Online Program

Return to main conference page
Thursday, May 30
Data Science Techologies
Practice and Applications
Data Science Applications E-Posters, II
Thu, May 30, 5:30 PM - 6:30 PM
Grand Ballroom Foyer

For-estimation: Post-stratification to increase efficiency of forest attribute estimates (306340)

Edwin Alvarado, Reed College 
Alex Lloyd-Damnjanovic, Reed College 
*Miranda Rintoul, Reed College 
Mai Toyohara, Reed College 

Keywords: poststratification, forestry, ecology, variance, estimation

The National Forest Inventory and Analysis (FIA) Program of the US Forest Service regularly estimates forest attributes such as biomass and trees per acre.

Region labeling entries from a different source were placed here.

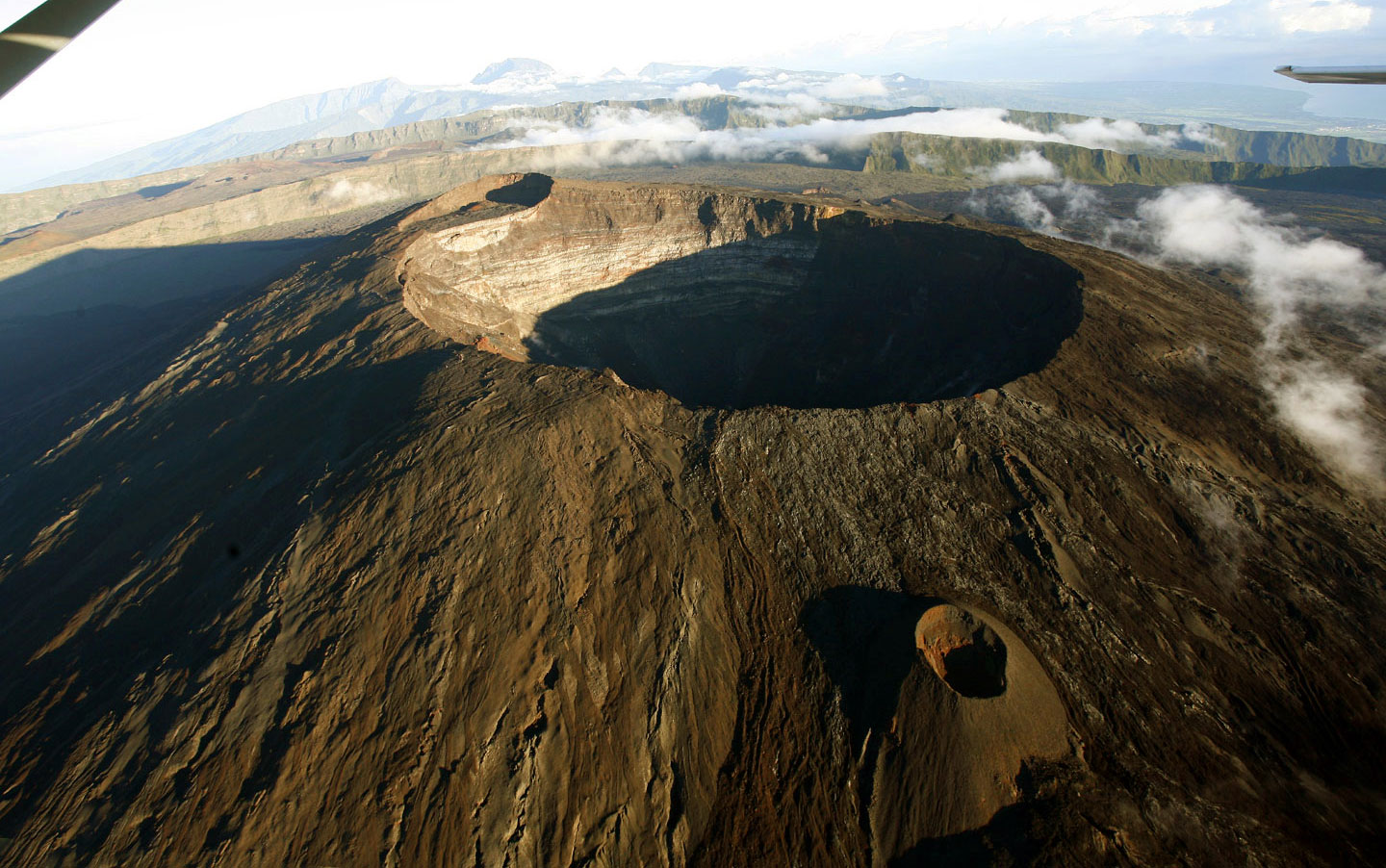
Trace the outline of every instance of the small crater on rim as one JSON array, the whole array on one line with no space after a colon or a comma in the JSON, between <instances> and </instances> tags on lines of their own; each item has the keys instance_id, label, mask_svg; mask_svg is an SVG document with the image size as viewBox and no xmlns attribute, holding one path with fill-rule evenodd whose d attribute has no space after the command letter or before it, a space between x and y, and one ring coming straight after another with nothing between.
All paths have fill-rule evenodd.
<instances>
[{"instance_id":1,"label":"small crater on rim","mask_svg":"<svg viewBox=\"0 0 1386 868\"><path fill-rule=\"evenodd\" d=\"M915 624L915 646L960 696L988 699L1006 692L1006 645L966 609L944 603L924 611Z\"/></svg>"}]
</instances>

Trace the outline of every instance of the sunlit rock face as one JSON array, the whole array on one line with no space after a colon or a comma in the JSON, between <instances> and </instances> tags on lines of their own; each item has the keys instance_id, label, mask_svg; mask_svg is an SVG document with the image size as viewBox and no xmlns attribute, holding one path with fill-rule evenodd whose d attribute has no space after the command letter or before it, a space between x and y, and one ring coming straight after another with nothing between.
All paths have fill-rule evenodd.
<instances>
[{"instance_id":1,"label":"sunlit rock face","mask_svg":"<svg viewBox=\"0 0 1386 868\"><path fill-rule=\"evenodd\" d=\"M872 406L1001 385L1081 319L1078 273L1012 238L841 207L527 176L423 234L427 324L610 367L689 405ZM493 212L492 212L493 214Z\"/></svg>"}]
</instances>

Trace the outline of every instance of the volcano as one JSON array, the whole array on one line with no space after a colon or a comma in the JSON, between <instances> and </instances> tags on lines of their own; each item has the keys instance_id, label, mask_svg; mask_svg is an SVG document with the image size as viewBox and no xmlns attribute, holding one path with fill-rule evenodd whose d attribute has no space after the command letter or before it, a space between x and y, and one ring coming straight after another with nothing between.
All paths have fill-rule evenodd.
<instances>
[{"instance_id":1,"label":"volcano","mask_svg":"<svg viewBox=\"0 0 1386 868\"><path fill-rule=\"evenodd\" d=\"M1258 341L830 196L410 207L7 423L4 861L1369 862L1386 513Z\"/></svg>"}]
</instances>

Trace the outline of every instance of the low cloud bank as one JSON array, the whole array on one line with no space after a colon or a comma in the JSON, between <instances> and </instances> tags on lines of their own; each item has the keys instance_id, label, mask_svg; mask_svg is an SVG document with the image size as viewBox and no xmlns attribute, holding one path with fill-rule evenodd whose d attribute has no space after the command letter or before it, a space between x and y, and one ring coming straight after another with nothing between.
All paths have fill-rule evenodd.
<instances>
[{"instance_id":1,"label":"low cloud bank","mask_svg":"<svg viewBox=\"0 0 1386 868\"><path fill-rule=\"evenodd\" d=\"M1141 202L1132 220L1109 218L1091 187L1069 182L988 191L970 204L1046 234L1082 227L1107 247L1160 263L1245 273L1263 318L1261 385L1277 417L1343 481L1386 494L1386 441L1368 412L1367 388L1315 358L1301 340L1310 312L1332 318L1369 347L1386 340L1360 316L1386 309L1386 269L1361 250L1311 237L1290 218L1213 186L1167 189Z\"/></svg>"},{"instance_id":2,"label":"low cloud bank","mask_svg":"<svg viewBox=\"0 0 1386 868\"><path fill-rule=\"evenodd\" d=\"M399 194L373 180L349 180L340 177L330 187L323 190L320 198L327 200L334 207L363 208L377 205L398 198Z\"/></svg>"},{"instance_id":3,"label":"low cloud bank","mask_svg":"<svg viewBox=\"0 0 1386 868\"><path fill-rule=\"evenodd\" d=\"M1021 151L1012 159L998 162L981 173L998 184L1019 180L1058 180L1060 177L1059 168L1045 159L1040 151Z\"/></svg>"},{"instance_id":4,"label":"low cloud bank","mask_svg":"<svg viewBox=\"0 0 1386 868\"><path fill-rule=\"evenodd\" d=\"M868 86L863 82L840 82L837 86ZM715 96L715 85L685 89L686 97ZM891 118L802 118L827 110L814 94L791 94L784 103L753 103L750 110L773 126L703 129L694 118L675 114L654 114L635 108L599 108L585 126L561 126L541 121L517 125L521 130L513 141L499 147L552 147L578 143L628 143L622 147L595 148L582 158L593 165L631 165L642 161L690 162L694 159L793 159L826 162L825 151L834 147L865 144L880 133L920 133L972 139L1006 139L1012 141L1056 141L1080 147L1175 147L1184 140L1202 141L1203 125L1186 125L1184 132L1166 130L1157 136L1146 133L1131 121L1089 118L1067 123L1056 132L1042 133L1008 119L1002 108L948 108L919 111ZM496 147L486 144L485 147ZM1023 154L1017 161L997 166L995 180L1020 177L1055 179L1058 171L1038 153ZM1028 172L1026 175L1024 172Z\"/></svg>"}]
</instances>

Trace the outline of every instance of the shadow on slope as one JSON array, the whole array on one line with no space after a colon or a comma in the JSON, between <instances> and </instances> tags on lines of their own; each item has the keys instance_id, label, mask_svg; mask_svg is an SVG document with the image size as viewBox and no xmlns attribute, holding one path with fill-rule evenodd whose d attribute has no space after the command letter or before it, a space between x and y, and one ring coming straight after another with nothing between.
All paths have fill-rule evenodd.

These estimates are used in a wide variety of applications, such as policy formulation, scientific analysis, land management, and business plan development. The use of post-stratification in prediction of forest attributes can greatly improve the efficiency of these estimates. Current procedures used by the Interior West unit of the FIA involve stratifying by forest, non-forest, and water areas. This project aims to increase the efficiency of estimates by finding a better stratification scheme. We plan to propose different stratification schemes based on satellite image data, and compare their variance estimates to that of the current stratification scheme. This research will hopefully improve on the previous FIA stratification scheme by reducing the amount of variation in forest attribute estimation, which can in turn make for more useful and informative analyses.